Atualmente, a plataforma conta com mais de 1,2 mil milhões de documentos públicos do sistema judicial brasileiro, abrangendo mais de 1.400 fontes de dados jurídicos (número que provavelmente já triplicou desde este artigo). A legaltech, que começou com 10 colaboradores, conta agora com cerca de 600, e a sua plataforma recebe 30 milhões de utilizadores únicos por mês. Mais de 80% dos advogados brasileiros estão registados na sua base de dados, ultrapassando o meio milhão. No mercado de fusões e aquisições, a empresa adquiriu a Bipbop, especializada na recolha de dados de sites, portais e sistemas públicos e privados através de crawlers e machine learning. Além disso, integrou outras duas legaltechs — Jurídico Certo e Teewa, em 2018 e 2019, respetivamente —, bem como a Digesto em 2021.
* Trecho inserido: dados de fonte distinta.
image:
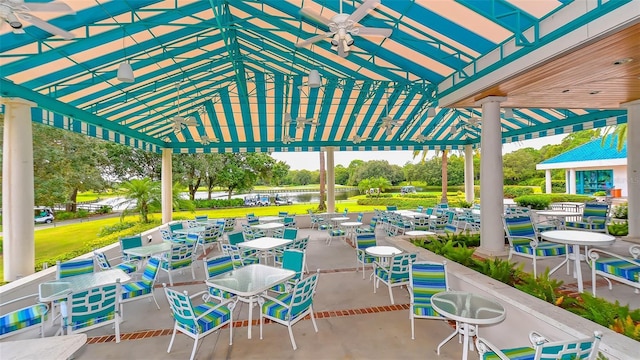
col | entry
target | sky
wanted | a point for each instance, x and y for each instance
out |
(310, 160)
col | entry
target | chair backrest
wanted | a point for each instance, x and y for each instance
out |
(235, 237)
(585, 348)
(128, 242)
(293, 259)
(365, 240)
(182, 310)
(150, 273)
(302, 294)
(595, 211)
(74, 267)
(217, 265)
(102, 261)
(97, 305)
(427, 278)
(519, 228)
(290, 233)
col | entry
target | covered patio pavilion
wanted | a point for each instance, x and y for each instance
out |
(263, 76)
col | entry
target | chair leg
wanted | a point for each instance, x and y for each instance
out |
(293, 342)
(195, 347)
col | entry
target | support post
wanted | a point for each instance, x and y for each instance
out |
(491, 178)
(331, 180)
(167, 186)
(18, 249)
(468, 174)
(633, 169)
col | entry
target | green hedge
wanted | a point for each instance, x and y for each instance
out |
(542, 201)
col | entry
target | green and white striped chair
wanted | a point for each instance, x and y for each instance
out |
(214, 267)
(364, 241)
(144, 287)
(615, 267)
(595, 217)
(287, 309)
(395, 273)
(523, 240)
(196, 321)
(74, 268)
(92, 308)
(23, 319)
(543, 349)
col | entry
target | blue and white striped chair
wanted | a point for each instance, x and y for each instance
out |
(289, 308)
(196, 321)
(523, 240)
(426, 278)
(23, 319)
(543, 349)
(214, 267)
(612, 266)
(144, 287)
(395, 273)
(92, 308)
(364, 241)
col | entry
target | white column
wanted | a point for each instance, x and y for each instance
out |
(331, 181)
(17, 190)
(167, 186)
(633, 168)
(468, 174)
(491, 178)
(572, 181)
(547, 181)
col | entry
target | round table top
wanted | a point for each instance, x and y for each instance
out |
(419, 233)
(577, 237)
(558, 213)
(468, 307)
(382, 250)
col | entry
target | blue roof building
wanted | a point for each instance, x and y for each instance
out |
(594, 166)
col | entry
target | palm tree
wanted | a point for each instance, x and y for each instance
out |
(445, 157)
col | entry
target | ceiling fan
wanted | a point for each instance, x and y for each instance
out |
(13, 11)
(180, 121)
(342, 26)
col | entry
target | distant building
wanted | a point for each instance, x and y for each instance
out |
(591, 167)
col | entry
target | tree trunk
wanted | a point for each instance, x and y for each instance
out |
(322, 206)
(444, 199)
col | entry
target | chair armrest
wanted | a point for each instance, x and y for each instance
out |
(485, 346)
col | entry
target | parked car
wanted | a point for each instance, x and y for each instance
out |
(43, 215)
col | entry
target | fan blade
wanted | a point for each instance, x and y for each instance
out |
(311, 40)
(36, 21)
(362, 10)
(365, 31)
(315, 17)
(49, 7)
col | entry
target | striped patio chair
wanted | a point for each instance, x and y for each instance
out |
(180, 257)
(105, 264)
(196, 321)
(426, 278)
(142, 288)
(73, 268)
(23, 319)
(595, 217)
(395, 273)
(214, 267)
(364, 241)
(289, 308)
(612, 266)
(543, 349)
(92, 308)
(523, 240)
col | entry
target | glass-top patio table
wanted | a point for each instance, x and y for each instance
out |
(248, 282)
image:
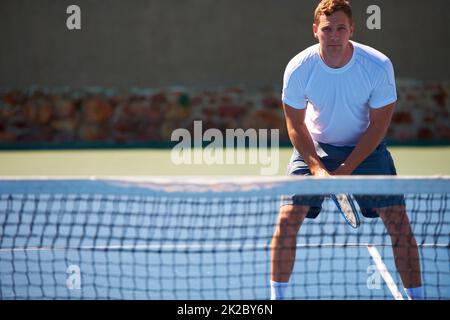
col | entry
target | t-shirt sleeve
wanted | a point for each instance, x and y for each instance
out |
(384, 91)
(293, 92)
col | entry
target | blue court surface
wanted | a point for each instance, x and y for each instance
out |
(107, 249)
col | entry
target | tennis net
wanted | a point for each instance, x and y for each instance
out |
(161, 238)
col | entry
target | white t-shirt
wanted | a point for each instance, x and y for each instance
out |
(338, 100)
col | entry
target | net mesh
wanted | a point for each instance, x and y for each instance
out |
(163, 239)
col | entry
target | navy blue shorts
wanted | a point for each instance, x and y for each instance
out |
(380, 162)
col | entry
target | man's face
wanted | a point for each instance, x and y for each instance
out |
(333, 33)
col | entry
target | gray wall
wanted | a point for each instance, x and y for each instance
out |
(154, 43)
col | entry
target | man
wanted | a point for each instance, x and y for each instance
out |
(338, 99)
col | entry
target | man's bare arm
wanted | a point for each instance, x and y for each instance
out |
(301, 139)
(379, 124)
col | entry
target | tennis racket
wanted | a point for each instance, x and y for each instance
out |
(347, 208)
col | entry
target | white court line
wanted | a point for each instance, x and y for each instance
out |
(384, 272)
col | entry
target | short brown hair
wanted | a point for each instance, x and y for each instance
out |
(328, 7)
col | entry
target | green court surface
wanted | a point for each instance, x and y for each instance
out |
(158, 162)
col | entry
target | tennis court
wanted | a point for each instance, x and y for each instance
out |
(157, 162)
(162, 239)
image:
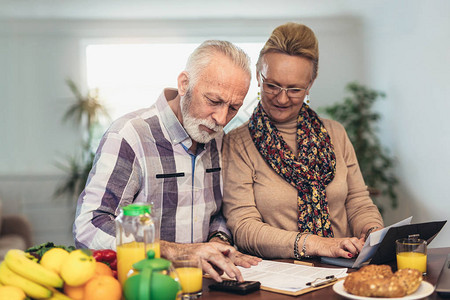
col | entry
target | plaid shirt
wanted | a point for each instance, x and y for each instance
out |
(144, 157)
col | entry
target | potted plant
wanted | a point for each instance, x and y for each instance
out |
(86, 112)
(356, 115)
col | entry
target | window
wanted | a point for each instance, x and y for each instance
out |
(132, 76)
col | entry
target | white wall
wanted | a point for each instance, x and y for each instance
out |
(407, 55)
(401, 48)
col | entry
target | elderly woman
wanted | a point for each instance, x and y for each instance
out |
(292, 183)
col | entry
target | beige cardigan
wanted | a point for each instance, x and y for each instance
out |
(261, 208)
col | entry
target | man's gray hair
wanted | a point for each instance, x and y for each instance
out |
(202, 55)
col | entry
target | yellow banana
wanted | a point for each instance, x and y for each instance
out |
(57, 295)
(32, 289)
(18, 262)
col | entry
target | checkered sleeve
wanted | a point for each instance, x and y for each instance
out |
(113, 182)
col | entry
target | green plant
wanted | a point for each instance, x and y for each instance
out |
(356, 115)
(86, 112)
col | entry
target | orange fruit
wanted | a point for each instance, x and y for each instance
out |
(74, 292)
(102, 287)
(102, 269)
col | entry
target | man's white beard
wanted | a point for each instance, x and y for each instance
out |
(191, 124)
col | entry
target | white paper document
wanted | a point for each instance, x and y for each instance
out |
(287, 276)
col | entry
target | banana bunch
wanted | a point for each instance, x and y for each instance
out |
(35, 280)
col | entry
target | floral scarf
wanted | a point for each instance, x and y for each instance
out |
(310, 173)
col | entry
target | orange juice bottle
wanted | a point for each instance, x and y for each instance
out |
(136, 233)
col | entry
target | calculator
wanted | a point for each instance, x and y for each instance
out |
(237, 287)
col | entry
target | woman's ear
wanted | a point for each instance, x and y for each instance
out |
(309, 87)
(183, 83)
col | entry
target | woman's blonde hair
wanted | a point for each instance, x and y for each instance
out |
(292, 39)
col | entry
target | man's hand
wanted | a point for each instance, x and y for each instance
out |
(213, 255)
(238, 258)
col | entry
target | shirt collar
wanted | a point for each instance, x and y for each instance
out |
(170, 121)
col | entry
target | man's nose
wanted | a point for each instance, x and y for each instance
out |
(220, 115)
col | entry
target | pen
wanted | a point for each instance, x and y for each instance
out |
(322, 281)
(304, 263)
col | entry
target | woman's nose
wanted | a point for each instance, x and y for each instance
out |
(282, 97)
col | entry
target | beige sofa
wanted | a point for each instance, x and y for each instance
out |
(15, 233)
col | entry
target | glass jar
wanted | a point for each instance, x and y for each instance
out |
(136, 233)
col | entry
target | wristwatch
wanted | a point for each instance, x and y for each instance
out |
(221, 235)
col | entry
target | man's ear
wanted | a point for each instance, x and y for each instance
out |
(183, 83)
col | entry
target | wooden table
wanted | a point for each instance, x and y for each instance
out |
(436, 259)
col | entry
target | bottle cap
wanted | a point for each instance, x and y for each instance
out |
(137, 209)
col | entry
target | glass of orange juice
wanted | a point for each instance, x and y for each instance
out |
(189, 270)
(412, 253)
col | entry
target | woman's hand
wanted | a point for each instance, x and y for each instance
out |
(238, 258)
(333, 247)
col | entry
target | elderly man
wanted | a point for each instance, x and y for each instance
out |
(169, 155)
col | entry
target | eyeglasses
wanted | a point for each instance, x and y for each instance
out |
(273, 89)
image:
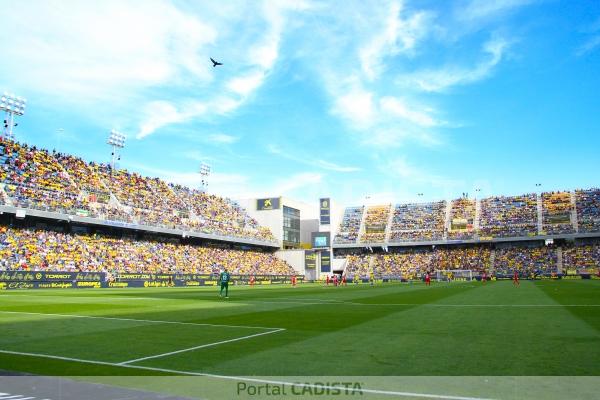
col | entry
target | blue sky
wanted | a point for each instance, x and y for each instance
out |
(385, 99)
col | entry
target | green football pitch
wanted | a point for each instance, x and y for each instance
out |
(542, 328)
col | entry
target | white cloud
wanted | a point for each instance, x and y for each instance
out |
(396, 36)
(439, 80)
(327, 165)
(335, 167)
(356, 106)
(222, 138)
(160, 113)
(478, 9)
(83, 51)
(245, 85)
(401, 109)
(297, 181)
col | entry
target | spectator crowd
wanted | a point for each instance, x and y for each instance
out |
(376, 220)
(44, 250)
(418, 222)
(52, 181)
(514, 216)
(350, 225)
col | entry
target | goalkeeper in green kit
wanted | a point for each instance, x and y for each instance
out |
(224, 279)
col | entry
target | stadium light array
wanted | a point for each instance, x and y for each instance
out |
(117, 141)
(12, 105)
(204, 174)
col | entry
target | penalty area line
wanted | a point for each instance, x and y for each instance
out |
(141, 320)
(246, 379)
(202, 346)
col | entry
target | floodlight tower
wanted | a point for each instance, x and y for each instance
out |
(117, 141)
(11, 105)
(204, 173)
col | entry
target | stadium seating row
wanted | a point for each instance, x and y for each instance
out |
(413, 262)
(39, 250)
(525, 215)
(51, 181)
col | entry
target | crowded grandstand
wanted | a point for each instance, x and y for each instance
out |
(492, 236)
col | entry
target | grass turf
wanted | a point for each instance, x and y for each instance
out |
(542, 328)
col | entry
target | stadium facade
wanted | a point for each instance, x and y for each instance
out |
(550, 234)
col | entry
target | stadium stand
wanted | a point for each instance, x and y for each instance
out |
(557, 210)
(409, 263)
(376, 221)
(526, 260)
(588, 210)
(51, 181)
(514, 216)
(582, 257)
(462, 218)
(45, 250)
(476, 258)
(418, 222)
(350, 225)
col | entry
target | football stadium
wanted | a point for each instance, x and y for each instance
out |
(403, 220)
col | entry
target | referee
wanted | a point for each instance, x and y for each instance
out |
(224, 279)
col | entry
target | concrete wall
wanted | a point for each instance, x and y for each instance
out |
(293, 257)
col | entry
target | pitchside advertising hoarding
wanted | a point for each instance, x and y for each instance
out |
(326, 261)
(310, 259)
(272, 203)
(320, 240)
(90, 280)
(325, 211)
Os números impressionam, evidentemente. Refletem o grau de maturidade e consolidação da empresa, líder no setor, inclusive a nível mundial, e colocam-na numa posição de destaque no segmento das legaltechs, que ainda procura o seu espaço de reconhecimento (e saída) no mercado de private equity. Contudo, é importante salientar dois outros aspetos que podem explicar o sucesso estrondoso da JusBrasil: o seu apetite por promover a célebre destruição criativa schumpeteriana e o seu impacto social.
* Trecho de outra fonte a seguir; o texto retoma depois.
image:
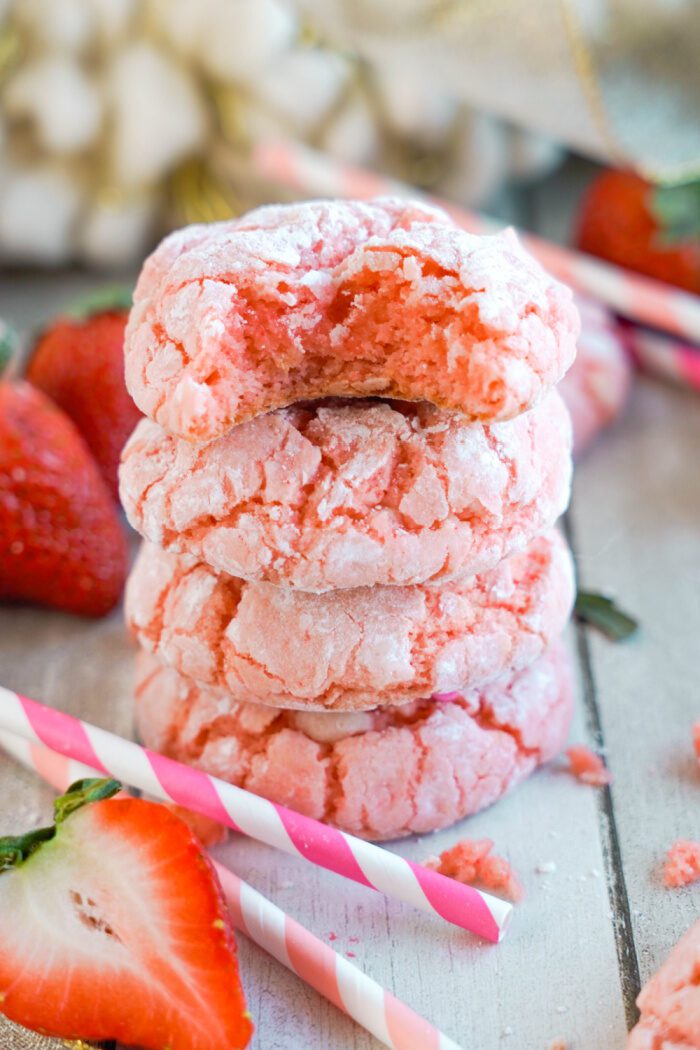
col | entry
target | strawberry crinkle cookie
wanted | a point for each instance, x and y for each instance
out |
(670, 1002)
(341, 298)
(378, 774)
(351, 649)
(340, 495)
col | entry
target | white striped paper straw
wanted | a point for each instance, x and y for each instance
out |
(164, 778)
(312, 173)
(338, 980)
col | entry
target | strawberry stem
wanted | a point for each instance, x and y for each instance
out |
(108, 299)
(81, 793)
(16, 848)
(8, 344)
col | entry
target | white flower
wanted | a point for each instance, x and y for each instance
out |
(39, 208)
(113, 232)
(61, 102)
(302, 86)
(156, 111)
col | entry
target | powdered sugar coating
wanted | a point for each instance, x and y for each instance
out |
(349, 495)
(341, 298)
(670, 1002)
(353, 649)
(595, 389)
(378, 774)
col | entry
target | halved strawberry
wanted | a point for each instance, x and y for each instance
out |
(112, 925)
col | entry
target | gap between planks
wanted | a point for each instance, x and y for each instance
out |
(628, 962)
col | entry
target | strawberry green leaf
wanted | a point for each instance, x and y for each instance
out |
(601, 612)
(81, 794)
(102, 300)
(8, 344)
(15, 849)
(677, 210)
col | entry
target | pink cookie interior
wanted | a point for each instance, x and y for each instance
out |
(323, 298)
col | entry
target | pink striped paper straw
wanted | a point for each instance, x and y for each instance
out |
(662, 355)
(338, 980)
(313, 173)
(256, 817)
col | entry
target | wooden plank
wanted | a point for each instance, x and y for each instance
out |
(636, 517)
(555, 975)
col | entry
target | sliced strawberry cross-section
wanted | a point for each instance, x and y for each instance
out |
(114, 926)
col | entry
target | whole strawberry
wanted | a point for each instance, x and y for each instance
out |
(655, 231)
(79, 361)
(61, 540)
(114, 926)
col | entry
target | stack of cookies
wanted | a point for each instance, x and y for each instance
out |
(351, 594)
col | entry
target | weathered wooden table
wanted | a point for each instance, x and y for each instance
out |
(595, 925)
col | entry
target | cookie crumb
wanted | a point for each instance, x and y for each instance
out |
(471, 861)
(588, 767)
(209, 832)
(682, 863)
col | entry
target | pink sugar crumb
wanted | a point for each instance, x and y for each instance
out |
(588, 767)
(682, 863)
(472, 862)
(209, 832)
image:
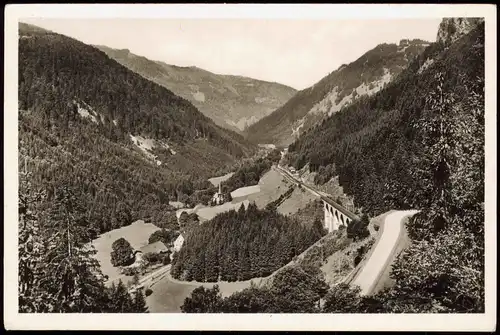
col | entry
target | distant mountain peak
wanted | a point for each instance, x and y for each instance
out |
(451, 29)
(232, 102)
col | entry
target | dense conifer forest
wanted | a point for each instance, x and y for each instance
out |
(419, 144)
(110, 176)
(243, 244)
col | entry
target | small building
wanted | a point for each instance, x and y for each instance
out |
(178, 243)
(218, 197)
(157, 247)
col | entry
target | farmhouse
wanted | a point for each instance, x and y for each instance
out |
(218, 197)
(178, 243)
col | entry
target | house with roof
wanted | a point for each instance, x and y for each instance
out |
(157, 247)
(178, 243)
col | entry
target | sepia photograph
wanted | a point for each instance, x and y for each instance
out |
(299, 167)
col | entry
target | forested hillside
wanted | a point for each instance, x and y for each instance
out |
(233, 102)
(124, 145)
(243, 244)
(377, 143)
(419, 143)
(365, 76)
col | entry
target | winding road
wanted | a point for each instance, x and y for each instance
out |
(383, 253)
(379, 259)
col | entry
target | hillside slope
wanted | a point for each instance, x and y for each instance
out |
(363, 77)
(374, 145)
(125, 145)
(233, 102)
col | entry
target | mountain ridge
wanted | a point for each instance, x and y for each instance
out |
(365, 75)
(125, 145)
(232, 101)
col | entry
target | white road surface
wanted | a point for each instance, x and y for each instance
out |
(383, 252)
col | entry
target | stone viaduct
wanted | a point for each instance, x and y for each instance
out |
(336, 215)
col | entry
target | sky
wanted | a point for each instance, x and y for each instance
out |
(297, 53)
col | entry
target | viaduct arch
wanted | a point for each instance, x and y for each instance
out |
(336, 215)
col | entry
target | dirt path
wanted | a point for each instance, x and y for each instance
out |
(383, 252)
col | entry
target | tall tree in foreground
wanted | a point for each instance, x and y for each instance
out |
(57, 273)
É sabido que a destruição criativa é o processo pelo qual inovações substituem o antigo, eliminando empresas e tecnologias obsoletas. A JusBrasil, nesse sentido, está sempre a reinventar-se, ao lançar novas soluções que substituem anteriores. É o caso recente da JusIA, plataforma de inteligência artificial generativa que interage com o utilizador, oferecendo contratos, petições e respostas a dúvidas e perguntas, desde as mais simples às mais complexas. Outras soluções, como o modelo B2B de parcerias institucionais para o desenvolvimento de pesquisas, têm sido uma verdadeira aposta. Aliás, pelo segundo ano consecutivo, a região de Oeiras Valley, no âmbito do Fórum Brasil-Lisboa, acolheu o lançamento de um valioso catálogo com todos os precedentes judiciais brasileiros relacionados com a lei geral de proteção de dados.
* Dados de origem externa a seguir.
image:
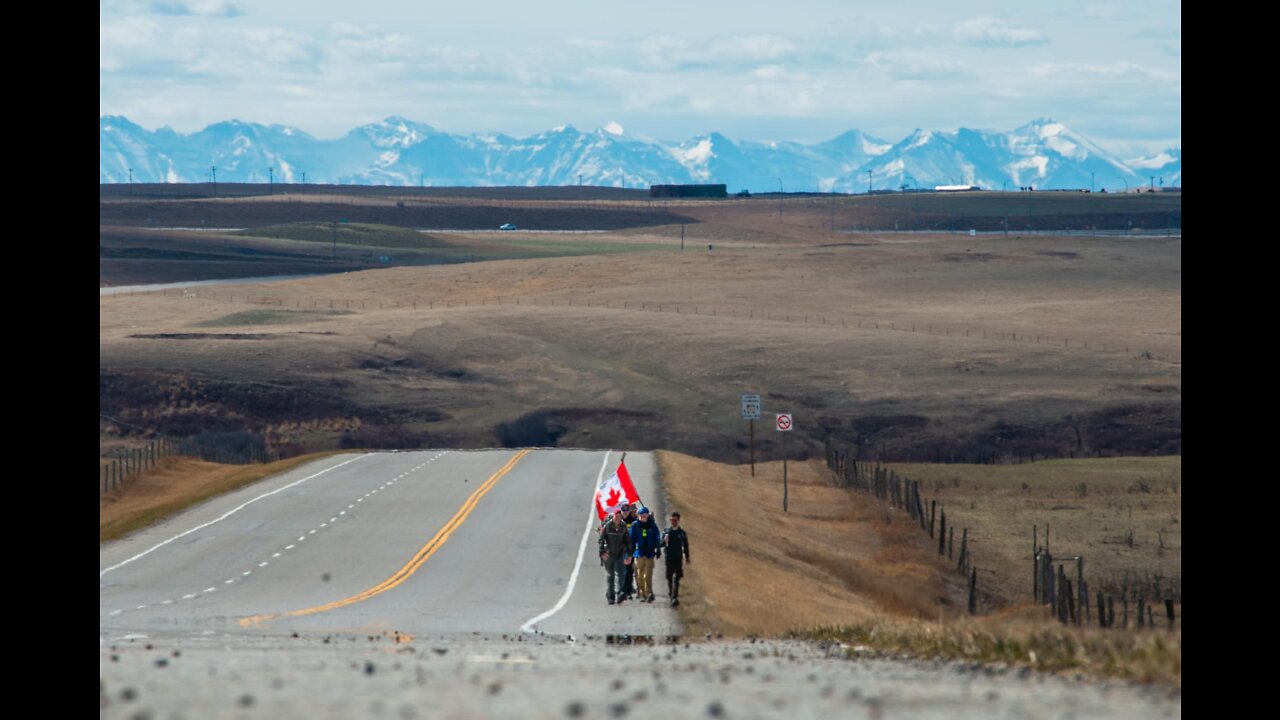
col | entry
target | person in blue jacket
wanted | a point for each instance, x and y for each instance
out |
(647, 541)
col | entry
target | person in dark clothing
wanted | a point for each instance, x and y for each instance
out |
(629, 580)
(647, 543)
(675, 540)
(616, 554)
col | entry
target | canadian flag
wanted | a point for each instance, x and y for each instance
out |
(615, 491)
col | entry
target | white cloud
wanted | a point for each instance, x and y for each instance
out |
(917, 64)
(1102, 12)
(197, 8)
(668, 53)
(995, 32)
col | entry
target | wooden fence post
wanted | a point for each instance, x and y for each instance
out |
(1036, 563)
(1070, 605)
(1080, 587)
(919, 505)
(1084, 604)
(1063, 593)
(1036, 577)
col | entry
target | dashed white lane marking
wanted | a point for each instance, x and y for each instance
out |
(224, 515)
(577, 565)
(264, 564)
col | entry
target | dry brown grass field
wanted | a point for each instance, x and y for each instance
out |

No que toca ao impacto social, nunca é demais lembrar que a maioria dos mais de um milhão de advogados brasileiros são profissionais liberais que não dispõem de grandes recursos para consolidar uma estrutura organizacional robusta, com capacidade de gestão e, sobretudo, de escala. Com a automatização proporcionada pela JusBrasil, a preços acessíveis, uma grande parte destes profissionais pode desempenhar a sua atividade com maior eficácia e, acima de tudo, com dignidade. E, convenhamos, suprindo com muito mais êxito o papel que caberia à sua ordem profissional.
Que a fama e o sucesso dos fundadores da JusBrasil não os deixem saciados. Pois, como disse Steve Jobs no seu célebre discurso aos finalistas de Stanford: “stay hungry, stay foolish”.